Керечен ответил, что уже имел дело с одним из сыщиков и сделал для себя вывод о его умственном уровне.

— Подождите, — продолжал Байер, — сейчас, должно быть, около полуночи, все вокруг затихло. К этому времени с допросами обычно кончают, и господа сыщики идут развлекаться… Напиваются. А на другой день встают в плохом настроении, с тяжелой головой, дурным привкусом во рту. А потом вымещают злость на заключенных. Прислушайтесь! Слышите цыганскую музыку?

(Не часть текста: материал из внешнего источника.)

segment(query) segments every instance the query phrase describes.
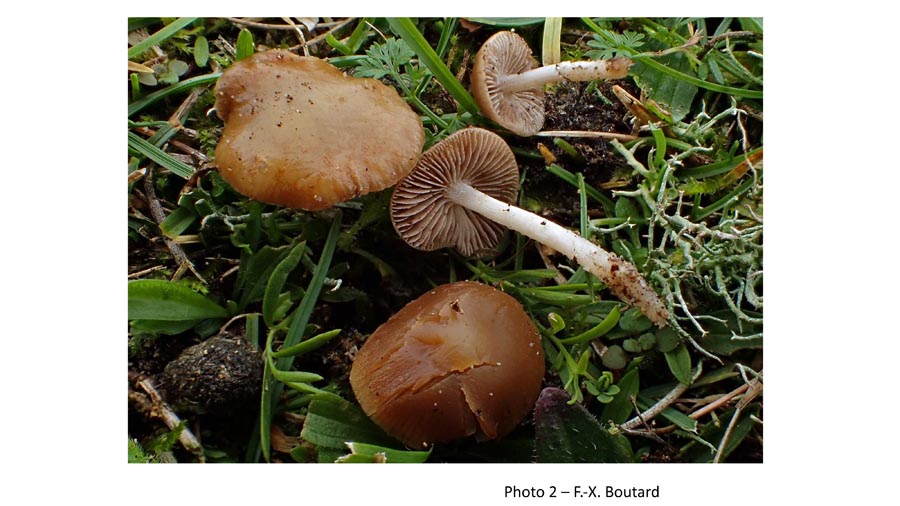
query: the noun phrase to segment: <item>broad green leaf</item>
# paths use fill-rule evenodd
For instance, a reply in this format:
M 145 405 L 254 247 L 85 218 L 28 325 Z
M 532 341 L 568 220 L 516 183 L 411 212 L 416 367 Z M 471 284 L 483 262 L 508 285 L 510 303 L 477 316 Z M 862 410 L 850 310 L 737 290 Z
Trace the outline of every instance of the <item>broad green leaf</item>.
M 234 60 L 240 61 L 249 56 L 253 56 L 253 51 L 253 34 L 250 33 L 250 30 L 244 28 L 241 30 L 241 33 L 238 34 Z
M 133 320 L 131 322 L 132 334 L 164 334 L 174 336 L 186 332 L 200 323 L 201 320 Z
M 721 462 L 725 462 L 727 457 L 731 455 L 731 453 L 736 450 L 737 447 L 740 446 L 740 444 L 750 434 L 750 431 L 753 429 L 753 425 L 755 424 L 755 422 L 750 418 L 750 415 L 755 415 L 757 411 L 758 410 L 756 409 L 756 407 L 751 405 L 741 413 L 740 419 L 738 419 L 737 423 L 735 423 L 734 425 L 734 428 L 731 430 L 731 436 L 728 438 L 728 443 L 726 443 L 725 445 L 725 451 L 720 460 Z M 700 430 L 700 437 L 718 447 L 722 440 L 722 435 L 725 432 L 725 428 L 728 426 L 728 422 L 731 420 L 732 416 L 734 416 L 734 410 L 719 414 L 720 423 L 705 424 Z M 712 462 L 714 457 L 715 452 L 712 449 L 705 446 L 696 445 L 688 448 L 684 455 L 684 461 Z
M 128 319 L 185 321 L 225 318 L 228 311 L 181 283 L 160 279 L 128 282 Z
M 174 239 L 187 230 L 196 220 L 197 213 L 193 209 L 179 206 L 159 224 L 159 229 L 167 237 Z
M 603 408 L 603 413 L 600 415 L 600 420 L 604 423 L 624 423 L 634 413 L 634 404 L 631 402 L 631 396 L 637 395 L 640 388 L 638 369 L 635 368 L 625 373 L 617 385 L 619 393 Z
M 619 318 L 619 327 L 626 332 L 637 334 L 652 328 L 653 322 L 644 316 L 640 309 L 635 307 L 625 311 L 625 314 Z
M 243 310 L 248 304 L 262 299 L 275 267 L 288 255 L 290 245 L 273 248 L 264 246 L 241 262 L 238 277 L 235 281 L 234 297 L 238 307 Z
M 690 385 L 693 373 L 691 372 L 691 354 L 687 346 L 680 344 L 674 350 L 665 353 L 666 363 L 672 375 L 682 385 Z
M 201 35 L 194 41 L 194 63 L 198 67 L 205 67 L 207 62 L 209 62 L 209 41 Z
M 691 72 L 690 62 L 683 54 L 674 53 L 660 57 L 658 62 L 649 58 L 636 59 L 631 67 L 631 73 L 640 79 L 641 87 L 650 94 L 650 98 L 664 104 L 663 107 L 672 113 L 672 118 L 680 121 L 691 110 L 697 86 L 674 78 L 657 65 L 685 74 Z
M 663 353 L 668 353 L 681 344 L 681 339 L 675 334 L 671 327 L 666 327 L 656 331 L 656 349 Z
M 393 448 L 370 445 L 366 443 L 347 443 L 347 448 L 350 449 L 350 453 L 337 459 L 337 462 L 385 462 L 388 464 L 418 464 L 428 460 L 428 456 L 431 455 L 431 449 L 424 452 L 395 450 Z
M 638 407 L 643 411 L 656 403 L 656 400 L 650 399 L 648 397 L 644 397 L 643 395 L 638 395 L 637 398 Z M 688 415 L 678 411 L 675 408 L 666 408 L 662 410 L 660 416 L 665 418 L 666 420 L 674 423 L 679 428 L 689 431 L 696 432 L 697 431 L 697 420 L 689 417 Z
M 398 443 L 384 433 L 355 405 L 333 397 L 316 396 L 300 437 L 316 446 L 346 448 L 345 443 L 361 442 L 380 446 Z
M 613 436 L 581 404 L 569 404 L 569 395 L 545 388 L 535 404 L 537 461 L 633 462 L 628 439 Z
M 625 350 L 621 346 L 614 344 L 606 349 L 606 353 L 603 354 L 600 361 L 608 369 L 624 369 L 628 365 L 628 355 L 625 354 Z
M 755 318 L 762 318 L 760 313 L 753 311 L 745 311 L 745 313 Z M 762 325 L 741 322 L 739 327 L 737 317 L 727 309 L 712 313 L 712 316 L 724 319 L 727 323 L 722 324 L 714 320 L 703 322 L 704 328 L 709 332 L 701 341 L 701 346 L 706 351 L 716 355 L 731 355 L 740 350 L 762 348 Z M 736 335 L 745 337 L 735 337 Z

— Слышу, — шепотом ответил Керечен.

Издали донесся высокий визгливый тенор пьяного человека, выводивший слова песни:

Сегодня жизнь еще розовая, завтра белый сон. Не жалей же поцелуев, цветик мой прекрасный!

— Это Оливер, — сказал Байер. — Знаю я его голос. Не хотелось бы мне завтра попасть к нему в лапы.

Расстояние несколько смягчило звуки музыки и высокий, невероятно фальшивый, прерывистый тенор, которому вторили басовитые грубые голоса пьяных собутыльников.

— Скажите, — спросил Байер, — вы можете себе представить, что такая вот скотина может прочитать сонет Шекспира или остановиться перед скульптурой Родена «Мыслитель», воображая, что и она человек, только потому, что может прямо держаться на задних конечностях? И вообще, что общего может иметь Оливер с человеческим обществом?

— Вы правы, — продолжил Керечен рассуждения Байера. — В наших глазах дикое животное, носящее имя Оливер, олицетворяет все то, что мы больше всего ненавидим: плетку господина. Такие вот оливеры убивали на плахе крестьянского вождя Дожу и его сторонников. Но их общество не находит в этом ничего особенного. Как раз наоборот. Они даже нашли для таких шутливые прозвища: «Молодчина», «Парень что надо»… Я еще не знаком с общественными отношениями режима Хорти. Возможно, я обнаружу здесь много общего с проявлениями кровавого строя Колчака… Вы не думаете?

— Вы, конечно, правы. Лишь национальные черты отличают их друг от друга. Одни бьют нагайкой, другие кнутом…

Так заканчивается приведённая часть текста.